— Сент-Полз-роуд — это приличное место? — спрашиваю я свою кузину, которая на самом деле не кузина мне и вообще не кровный родственник. Мы росли вместе, а в родстве оказались благодаря брачному союзу. А кузиной я называю ее только тогда, когда у нас с ней хорошие отношения, чего не скажешь относительно данного, конкретного телефонного разговора, потому что она делает вид, что оказывает мне огромную услугу, сдавая на полгода свою квартиру, тогда как мне известно, что ей просто нужен кто-то, чтобы платить арендную плату без субаренды.

— Пять минут от Хайбери Корнер — это хорошее место, — говорит она, как будто это должно произвести на меня впечатление.

— Ты уверена? — говорю я, чтобы завести ее, потому что очень забавно наблюдать у такого же выходца из Центральной Англии, как я, это поведение в стиле: «Боже, какая ты деревенщина — совершенно не знаешь Лондона!»

— Джо-ош! Это же самый центр Айлингтона.

— А Айлингтон — это хорошо?

— Ты не знаешь, где находится Айлингтон?

— Извини меня, дорогая, год назад ты тоже не знала.

— Верно. Но я это выяснила. Проявив предприимчивость.

— Я тоже проявляю свою предприимчивость. Я интересуюсь у самого квалифицированного на свете в этом вопросе человека, что мне предлагают — дворец в центре Лондона или дыру на окраине.

— Дыра, значит? Ну, если ты так считаешь, придется сдать квартиру кому-нибудь другому.

— Я не говорил, что…

— Тысячи людей ухватятся за такую возможность. Я обратилась к тебе только потому…

— Разумеется, я тебе благодарен. Я ценю это. — Нисколько не благодарен сука ты паршивая, ненавижу ненавижу и больше всего ненавижу что должен скрывать что ненавижу тебя ради возможности прожить проклятые полгода платя сверх меры за квартиру которую буду ненавидеть еще сильнее чем ненавижу тебя хотя сильнее трудно, мерзкая ты корова.

— Так ты берешь квартиру или нет?

— Да!

— Отлично. Я улетаю из Хитроу в воскресенье утром. Ключ под кирпичом справа от дорожки. Если кто-нибудь из жилищного управления станет что-нибудь выведывать, упаси тебя бог говорить, что ты снимаешь квартиру. Просто скажи, что ты друг. Хорошо? Увидимся через полгода.

Хотелось бы узнать, чей я друг. И много чего хотелось бы узнать. Но телефон умолк, а я побаиваюсь звонить ей. Злобная стерва может передумать.

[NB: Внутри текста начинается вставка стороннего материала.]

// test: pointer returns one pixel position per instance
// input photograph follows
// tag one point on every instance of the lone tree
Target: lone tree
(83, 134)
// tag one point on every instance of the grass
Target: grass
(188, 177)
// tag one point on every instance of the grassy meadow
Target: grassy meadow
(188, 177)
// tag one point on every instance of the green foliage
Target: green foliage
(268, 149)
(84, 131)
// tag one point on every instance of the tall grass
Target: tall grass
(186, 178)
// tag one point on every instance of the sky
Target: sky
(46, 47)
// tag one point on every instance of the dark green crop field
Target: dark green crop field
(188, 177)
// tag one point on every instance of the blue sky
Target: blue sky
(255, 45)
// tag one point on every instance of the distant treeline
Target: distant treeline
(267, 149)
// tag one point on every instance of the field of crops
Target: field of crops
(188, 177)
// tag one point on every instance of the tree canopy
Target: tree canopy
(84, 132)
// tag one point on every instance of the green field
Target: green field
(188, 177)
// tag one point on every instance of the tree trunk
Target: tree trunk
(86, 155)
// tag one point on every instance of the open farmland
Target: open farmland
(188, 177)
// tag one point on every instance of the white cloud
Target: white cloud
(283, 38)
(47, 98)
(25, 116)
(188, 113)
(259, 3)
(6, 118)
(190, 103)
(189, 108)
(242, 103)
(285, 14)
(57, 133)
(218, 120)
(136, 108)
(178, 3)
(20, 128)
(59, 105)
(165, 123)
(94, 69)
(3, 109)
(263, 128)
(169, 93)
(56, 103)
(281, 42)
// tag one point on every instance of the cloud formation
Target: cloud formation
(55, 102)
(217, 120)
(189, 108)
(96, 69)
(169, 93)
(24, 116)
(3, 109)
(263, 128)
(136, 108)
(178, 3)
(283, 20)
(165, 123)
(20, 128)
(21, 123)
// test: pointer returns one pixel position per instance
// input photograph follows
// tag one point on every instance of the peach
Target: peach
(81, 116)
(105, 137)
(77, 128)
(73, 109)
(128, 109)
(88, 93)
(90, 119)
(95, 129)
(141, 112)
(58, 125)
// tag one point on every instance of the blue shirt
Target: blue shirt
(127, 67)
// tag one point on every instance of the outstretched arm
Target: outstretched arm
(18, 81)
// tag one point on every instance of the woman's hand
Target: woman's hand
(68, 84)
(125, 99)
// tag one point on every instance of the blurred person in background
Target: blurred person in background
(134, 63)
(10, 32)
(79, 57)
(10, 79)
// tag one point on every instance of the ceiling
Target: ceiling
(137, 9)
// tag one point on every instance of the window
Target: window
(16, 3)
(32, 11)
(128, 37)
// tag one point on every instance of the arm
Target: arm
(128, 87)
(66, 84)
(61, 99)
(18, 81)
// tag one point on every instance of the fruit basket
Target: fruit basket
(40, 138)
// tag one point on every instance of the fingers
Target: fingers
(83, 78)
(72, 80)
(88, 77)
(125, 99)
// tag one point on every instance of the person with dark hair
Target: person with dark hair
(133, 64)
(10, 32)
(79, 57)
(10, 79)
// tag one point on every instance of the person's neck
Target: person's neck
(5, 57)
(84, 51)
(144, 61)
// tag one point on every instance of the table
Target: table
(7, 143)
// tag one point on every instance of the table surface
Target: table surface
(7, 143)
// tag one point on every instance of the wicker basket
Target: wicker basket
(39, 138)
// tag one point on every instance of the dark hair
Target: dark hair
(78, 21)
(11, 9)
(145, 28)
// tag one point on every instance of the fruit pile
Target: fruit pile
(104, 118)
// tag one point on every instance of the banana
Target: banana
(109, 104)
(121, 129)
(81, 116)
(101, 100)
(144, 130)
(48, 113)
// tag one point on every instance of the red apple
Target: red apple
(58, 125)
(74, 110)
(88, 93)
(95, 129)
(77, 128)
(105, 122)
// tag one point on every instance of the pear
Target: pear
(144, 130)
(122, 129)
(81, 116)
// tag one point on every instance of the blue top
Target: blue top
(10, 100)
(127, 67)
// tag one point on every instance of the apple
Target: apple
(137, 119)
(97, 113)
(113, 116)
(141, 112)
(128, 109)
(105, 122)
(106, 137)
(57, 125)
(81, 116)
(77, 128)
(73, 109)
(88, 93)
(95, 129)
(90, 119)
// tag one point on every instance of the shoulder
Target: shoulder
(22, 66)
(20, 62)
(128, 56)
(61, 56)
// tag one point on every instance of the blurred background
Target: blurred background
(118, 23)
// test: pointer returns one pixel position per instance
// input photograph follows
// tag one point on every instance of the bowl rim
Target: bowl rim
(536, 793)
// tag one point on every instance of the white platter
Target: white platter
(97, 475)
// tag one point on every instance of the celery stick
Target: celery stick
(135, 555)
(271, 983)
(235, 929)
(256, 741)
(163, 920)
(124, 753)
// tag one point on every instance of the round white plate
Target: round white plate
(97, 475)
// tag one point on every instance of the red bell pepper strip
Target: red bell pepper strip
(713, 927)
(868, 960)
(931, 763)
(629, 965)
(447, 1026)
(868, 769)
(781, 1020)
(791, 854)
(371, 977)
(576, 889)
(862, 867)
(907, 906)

К моему удивлению, квартира недурна. По крайней мере по меркам моих двадцати двух лет. Конечно, сегодня я воспринял бы ее иначе. Я ужаснулся бы тому, насколько она тесна: узкая комната, длиной примерно в полтора матраса, с крошечной отгороженной кухонной зоной, общими ванной и туалетом снаружи. Я обратил бы также внимание на высокие окна с подъемными рамами, неестественной высоты потолки и проклял бы того варвара, который поделил чудесный, гармоничный дом викторианской эпохи на тесные клетушки для обнищавших и доведенных до отчаяния людей.

Но, входя туда впервые, я все вижу иначе. Я вижу золотистые пылинки, танцующие в трех широких лучах солнечного света, освещающих африканскую резьбу по дереву, цветные индийские ткани, старые винные бутылки с потеками свечного воска и сочные крупные растения в горшках, за которыми, как следует из прислоненной к кастрюле записки, мне следует ухаживать, если я дорожу своей жизнью. Я вижу разложенный на полу матрас, как это часто бывает у молодых и свободных людей, активно занимающихся сексом. Вижу телефон на плетеном столике выше подушки: это мой телефон, я могу снять трубку, как только захочу позвонить своим друзьям, с его помощью я буду делать журналистские трюки и зарабатывать деньги, и когда он будет звонить, я буду брать трубку и знать, что звонят мне, потому что это мой телефон, я — взрослый. Я — лондонец.

Радостное волнение, однако, длится недолго. И уж точно проходит после того, как я обзваниваю всех своих лондонских друзей, сообщаю им свой новый номер телефона, и ни один из них не выражает ни малейших чувств по поводу того, что я стал одним из них, и тем более не говорит: «Слушай, нужно это отпраздновать! Я сейчас выезжаю…»

Распаковав свои немногочисленные вещи — единственная моя недвижимость, помимо одежды и нескольких кофейных чашек, это музыкальный центр hi-fi — и столкнувшись с типом чуть постарше меня, который живет в соседней квартире («Хай…» — говорю я. «Хай», — отвечает он мне, не обратив никакого внимания на «…» в конце моего приветствия), я хлопаюсь на матрас, разглядываю паутину и чувствую, как ко мне в душу медленно вползает разочарование.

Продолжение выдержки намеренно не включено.